94% of all business leaders on the planet believe that AI will be critical to success in the next five years. However, according to Deloitte’s latest State of AI survey, many companies are still not realizing the value they envisioned, with 29% of respondents labeling themselves as AI “laggards” this year compared to the previous year. . last year.
According to a Deloitte survey, challenges that will limit the impact of AI include increased cost to the business and lack of full commitment from management. Industry leaders and observers in the construction industry agree that organizational challenges, not technical ones, are holding back growth.
The main takeaway is that AI should serve customers and help businesses put customers first.
Most AI projects fail “because they don’t consider the benefits of making accurate predictions, the cost of incorrect predictions, or business realities like constraints like large marketing budgets,” says Arijit Sengupta, CEO and founder of Capability. “If your AI project looks like a lab experiment and your experts talk about things like lost logs instead of profits, gains, and costs, your AI will surely fail.”
The key is to ensure decision makers are more comfortable and knowledgeable about AI, build organizational support for AI, and focus precisely on how AI can help customers. “Organizations are more likely to adopt an AI-powered approach when they are directly connected to customer value,” said Bumi CTO Rajesh Raheja. “For example, a recommendation engine that can show you next steps in a business process based on proven best practices will be more useful to a business than an engine that can show you additional products that the business can buy. Both require complex AI models. But the former clearly creates value for customers.”
We have the tools, we just don’t know how to use them. “Implementing AI depends on the value and return on investment it creates, along with the model training effort, it requires the right resources and skills to build a strong data pipeline,” said Raheja. “The results of machine learning will change with data, algorithms and evolution. The fear of unknown decisions leading to unexpected liabilities is another reason for large companies to be cautious.”
For example, Raheja adds, “AI-based loan applications are built into the data and models with inherent errors or biases that will be rejected by certain segments of the population after model refinement.
Much of this has to do with the timeliness of AI data. “AI is really a perishable commodity,” says Sengupta. “If your AI takes months to build, is trained on months of data, and the world has changed in that time, AI is no longer relevant. You should be building and deploying AI in days, not months.
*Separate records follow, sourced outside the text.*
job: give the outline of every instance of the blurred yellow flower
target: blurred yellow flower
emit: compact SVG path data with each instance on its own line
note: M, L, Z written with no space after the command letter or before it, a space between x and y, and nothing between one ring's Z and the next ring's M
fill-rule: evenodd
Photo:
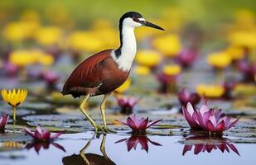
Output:
M256 48L256 31L238 31L229 34L229 40L232 45Z
M42 65L50 66L54 63L54 57L49 54L38 52L37 62Z
M26 9L21 15L21 20L25 21L39 21L40 16L39 14L31 9Z
M231 58L225 52L213 53L208 55L207 62L215 68L225 68L231 63Z
M210 98L217 98L224 94L225 89L220 85L199 84L196 86L198 94Z
M69 37L69 45L75 50L89 52L96 52L104 46L101 39L89 31L73 32Z
M176 34L159 36L153 40L152 45L167 57L177 56L182 47L180 37Z
M6 141L2 144L2 147L12 148L23 148L23 144L19 142Z
M3 29L3 36L11 41L18 41L31 38L38 29L38 21L14 21L8 23Z
M252 10L240 9L235 13L234 18L236 26L243 27L243 29L255 28L255 16Z
M41 50L17 50L11 53L9 60L18 67L26 67L30 64L40 64L51 65L54 63L51 54L45 54Z
M179 65L167 65L162 68L162 73L168 76L175 76L181 73L181 67Z
M104 28L91 31L94 37L101 40L102 50L114 49L119 45L119 32L114 28Z
M116 92L118 93L123 93L123 92L124 92L125 91L127 91L129 88L129 87L131 86L131 83L132 83L132 79L128 78L123 83L123 85L121 85L118 88L114 90L114 92Z
M16 120L16 106L21 105L26 99L27 91L26 89L12 89L1 91L3 101L12 106L13 120Z
M135 58L138 64L150 68L158 65L161 60L162 57L157 52L147 50L138 51Z
M134 73L138 75L146 76L150 74L150 68L146 66L138 65L134 68Z
M25 67L35 64L36 56L28 50L17 50L11 53L9 57L10 63L18 67Z
M244 57L244 53L243 48L230 46L225 50L232 60L239 60Z
M38 43L43 45L57 45L61 40L62 31L57 26L41 27L36 34Z

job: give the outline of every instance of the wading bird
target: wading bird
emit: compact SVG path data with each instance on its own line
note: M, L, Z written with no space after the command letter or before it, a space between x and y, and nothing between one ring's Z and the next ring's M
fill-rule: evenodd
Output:
M110 131L106 124L105 102L110 93L128 77L137 50L134 29L142 26L164 31L147 21L138 12L126 12L119 20L120 47L101 51L84 60L75 68L63 87L63 95L71 94L75 98L85 96L80 109L94 125L95 132L99 130ZM87 99L97 95L104 95L100 105L103 126L97 125L85 108Z

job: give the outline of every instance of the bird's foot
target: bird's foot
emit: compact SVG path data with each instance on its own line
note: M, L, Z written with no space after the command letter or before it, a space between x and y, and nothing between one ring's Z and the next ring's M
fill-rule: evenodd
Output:
M106 134L106 133L116 133L116 131L112 130L109 129L108 127L97 125L96 127L95 127L95 132L99 133L100 131L102 133L104 133L104 134Z

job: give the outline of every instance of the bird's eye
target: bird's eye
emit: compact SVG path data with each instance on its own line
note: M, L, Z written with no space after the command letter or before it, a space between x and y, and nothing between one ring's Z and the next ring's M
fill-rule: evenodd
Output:
M133 21L138 22L138 19L137 17L133 18Z

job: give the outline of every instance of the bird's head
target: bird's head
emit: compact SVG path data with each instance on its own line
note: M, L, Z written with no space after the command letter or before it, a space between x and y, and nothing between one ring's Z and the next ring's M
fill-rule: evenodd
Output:
M132 28L144 26L164 31L164 29L159 26L147 21L140 13L136 12L128 12L122 16L119 21L119 28L122 29L123 26Z

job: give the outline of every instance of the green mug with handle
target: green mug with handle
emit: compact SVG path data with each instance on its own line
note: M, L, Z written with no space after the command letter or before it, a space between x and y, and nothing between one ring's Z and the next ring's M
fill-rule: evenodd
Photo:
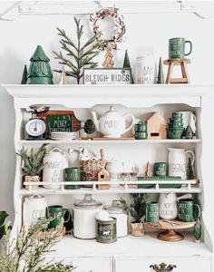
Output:
M68 211L68 212L67 212ZM65 220L64 216L67 212L68 218ZM65 209L61 205L53 205L47 207L47 218L52 219L49 223L50 228L56 228L57 227L67 223L71 218L71 212L69 209Z
M199 205L194 203L190 199L180 199L178 202L178 210L179 219L183 222L193 222L195 219L199 219L201 214Z
M185 53L186 44L190 44L190 51ZM184 59L191 53L192 44L190 41L186 41L185 38L178 37L169 40L169 58L170 59Z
If you want value, repeat as the world changes.”
There are many innovative business cases that can support the adoption of AI. Examples Raheya offers include using AI to “analyze customer data entered into the system for format and semantic validation. Natural language processing and automated chatbots are other use cases for customer relationship management.
“The implementation of AI is limited by the availability of data specialists and we cannot learn how to fix this,” Sengupta added. We’re trying to teach business users to talk about AI instead of teaching AI to talk about business. Before sending a business user off to learn Python, stop and ask, “Why can’t AI understand my business needs and automatically generate Python code?” The Internet revolution didn’t happen because everyone learned to code to connect to the World Wide Web; Because almost anyone can use the Netscape browser.